“姓名、年龄及特征。”莫钰琳拿出纸笔,指尖稳稳落在纸面,准备做笔录。
“苏芷,15岁,梳着麻花辫,穿白黄色碎花裙,身高大概一米六。”中年男子双手不自觉攥紧,指节泛白,语气里藏着难掩的不安与紧张,连声音都带着不易察觉的颤音。
“你与孩子是什么关系?”莫钰琳抬眸看他,食指有节奏地轻敲桌面,试图用沉稳的气场安抚对方。
“我是她舅舅。孩子妈早年因病走了,爸在外务工,一直寄养在我家。”男子垂着头,声音更低了几分。
“好,情况我了解了。你先回去休息,有消息我们会第一时间通知你。”莫钰琳刻意放柔声音,生怕他情绪激动做出伤害自己的事。经此一事,她的神经早已高度紧绷,半点风吹草动都能让她瞬间警觉。
天边渐渐泛起鱼肚白,红日从东边缓缓升起,洒下缕缕暖阳,驱散了夜色的寒凉。清晨六点半左右,江卿墨、沈北池等人陆续抵达警局。
江卿墨径直走到莫钰琳工位旁,顺势将手中的早餐放在她面前。“眼下的乌青比平时重,昨晚一夜没合眼?”他喝了一口温热的豆浆,目光落在她疲惫的脸上。
“嗯,昨晚有位家长来报案,说孩子不见了。”莫钰琳揉了揉酸胀的双眼,盯着早餐毫无胃口。
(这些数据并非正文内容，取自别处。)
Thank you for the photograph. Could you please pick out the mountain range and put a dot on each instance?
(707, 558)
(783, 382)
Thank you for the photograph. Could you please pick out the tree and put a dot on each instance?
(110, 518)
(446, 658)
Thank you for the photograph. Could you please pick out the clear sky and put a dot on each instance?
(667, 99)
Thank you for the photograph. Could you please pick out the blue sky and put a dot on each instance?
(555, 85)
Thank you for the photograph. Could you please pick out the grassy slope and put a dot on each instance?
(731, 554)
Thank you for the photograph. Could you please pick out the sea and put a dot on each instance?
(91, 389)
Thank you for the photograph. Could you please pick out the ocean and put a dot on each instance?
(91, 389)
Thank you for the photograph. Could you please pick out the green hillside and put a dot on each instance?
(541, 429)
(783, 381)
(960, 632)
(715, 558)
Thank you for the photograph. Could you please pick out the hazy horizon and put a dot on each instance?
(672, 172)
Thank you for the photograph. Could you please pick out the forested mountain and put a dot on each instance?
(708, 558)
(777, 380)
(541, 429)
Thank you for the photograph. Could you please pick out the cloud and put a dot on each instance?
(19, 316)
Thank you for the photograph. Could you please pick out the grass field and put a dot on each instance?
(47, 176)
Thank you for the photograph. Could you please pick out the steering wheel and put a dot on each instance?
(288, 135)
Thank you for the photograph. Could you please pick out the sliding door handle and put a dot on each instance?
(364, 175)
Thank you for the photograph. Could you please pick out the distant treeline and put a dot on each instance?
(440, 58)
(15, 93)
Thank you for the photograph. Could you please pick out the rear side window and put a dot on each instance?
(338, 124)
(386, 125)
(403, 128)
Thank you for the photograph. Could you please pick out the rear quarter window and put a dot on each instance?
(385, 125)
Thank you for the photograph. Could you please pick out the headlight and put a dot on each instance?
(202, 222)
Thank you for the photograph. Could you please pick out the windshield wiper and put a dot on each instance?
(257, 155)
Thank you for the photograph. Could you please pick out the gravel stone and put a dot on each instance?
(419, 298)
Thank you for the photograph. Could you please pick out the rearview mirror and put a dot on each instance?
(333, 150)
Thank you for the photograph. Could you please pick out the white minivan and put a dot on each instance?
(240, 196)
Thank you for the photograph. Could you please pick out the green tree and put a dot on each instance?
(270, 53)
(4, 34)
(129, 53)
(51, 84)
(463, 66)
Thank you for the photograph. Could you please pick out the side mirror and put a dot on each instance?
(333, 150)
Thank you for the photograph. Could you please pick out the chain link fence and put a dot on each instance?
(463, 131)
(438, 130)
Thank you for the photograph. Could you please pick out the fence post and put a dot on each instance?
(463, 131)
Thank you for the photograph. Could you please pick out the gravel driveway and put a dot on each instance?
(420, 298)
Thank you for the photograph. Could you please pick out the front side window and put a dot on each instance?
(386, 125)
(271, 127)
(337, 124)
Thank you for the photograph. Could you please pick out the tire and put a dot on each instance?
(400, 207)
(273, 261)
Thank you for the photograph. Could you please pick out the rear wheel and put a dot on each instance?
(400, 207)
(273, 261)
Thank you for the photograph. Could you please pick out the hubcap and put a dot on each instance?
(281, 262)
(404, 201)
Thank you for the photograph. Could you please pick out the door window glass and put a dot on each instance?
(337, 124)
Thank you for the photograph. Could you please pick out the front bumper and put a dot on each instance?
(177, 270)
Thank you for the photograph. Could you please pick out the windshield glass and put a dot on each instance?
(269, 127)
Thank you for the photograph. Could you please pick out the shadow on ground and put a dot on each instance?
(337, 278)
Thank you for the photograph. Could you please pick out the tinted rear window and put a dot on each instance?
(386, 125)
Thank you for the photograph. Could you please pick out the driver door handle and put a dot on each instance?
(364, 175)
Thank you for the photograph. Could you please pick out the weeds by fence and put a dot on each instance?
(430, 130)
“先把早餐吃了,才有力气工作,不然身体扛不住。”宋栀羽从沈北池身后走出,笑容温和,将插好吸管的豆浆递到她手边。
莫钰琳点点头,心不在焉地咬了几口包子,胡乱嚼了嚼便咽了下去,全程没尝出半点味道。
江卿墨调出近期失踪人员的档案,逐一分筛分析。“不对劲。”他眉头越皱越紧,脸色愈发阴沉,“大部分失踪的都是十五六岁的初中生,尤其是走读生居多。”
“这些人贩子真是无孔不入,丧尽天良!”沈北池眼底满是不屑与厌恶,更多的是刺骨的憎恨,“为了一己私欲破坏无数家庭的幸福,这种人注定不会有好下场,迟早要绳之以法!”
“江队,找到突破口了吗?”冯玉霖凑上前,语气急切地问道。
江卿墨摇摇头,心底既无奈又气愤——偌大的公安机构,竟迟迟查不到这帮恶人的行踪。众人立刻围拢过来,一同梳理线索、思考对策,盼着能尽早救出被拐的孩子。
“江队,外面有人找你。”许晴敲了敲门,说完便轻轻退了出去。
江卿墨走到门口,见来人是自己的双胞胎大哥江祈安与大姐江卿蓉,眉宇间的凌厉瞬间柔和了几分。
江卿蓉一眼便看出他明显消瘦的轮廓,心疼地握住他微凉的双手,哈了口热气暖了暖,眉头紧蹙:“墨儿,最近没好好吃饭吧?”
江卿墨本想撒个谎圆过去,可话到嘴边又咽了回去。兄妹五人皆是江祈安与江卿蓉一手带大,自己的性子,他们再了解不过。他无奈点头,默认了事实。江海铭与妻子赵雪鸢联姻后共育有五子女,三儿两女,个个聪颖懂事,早熟得让人心疼。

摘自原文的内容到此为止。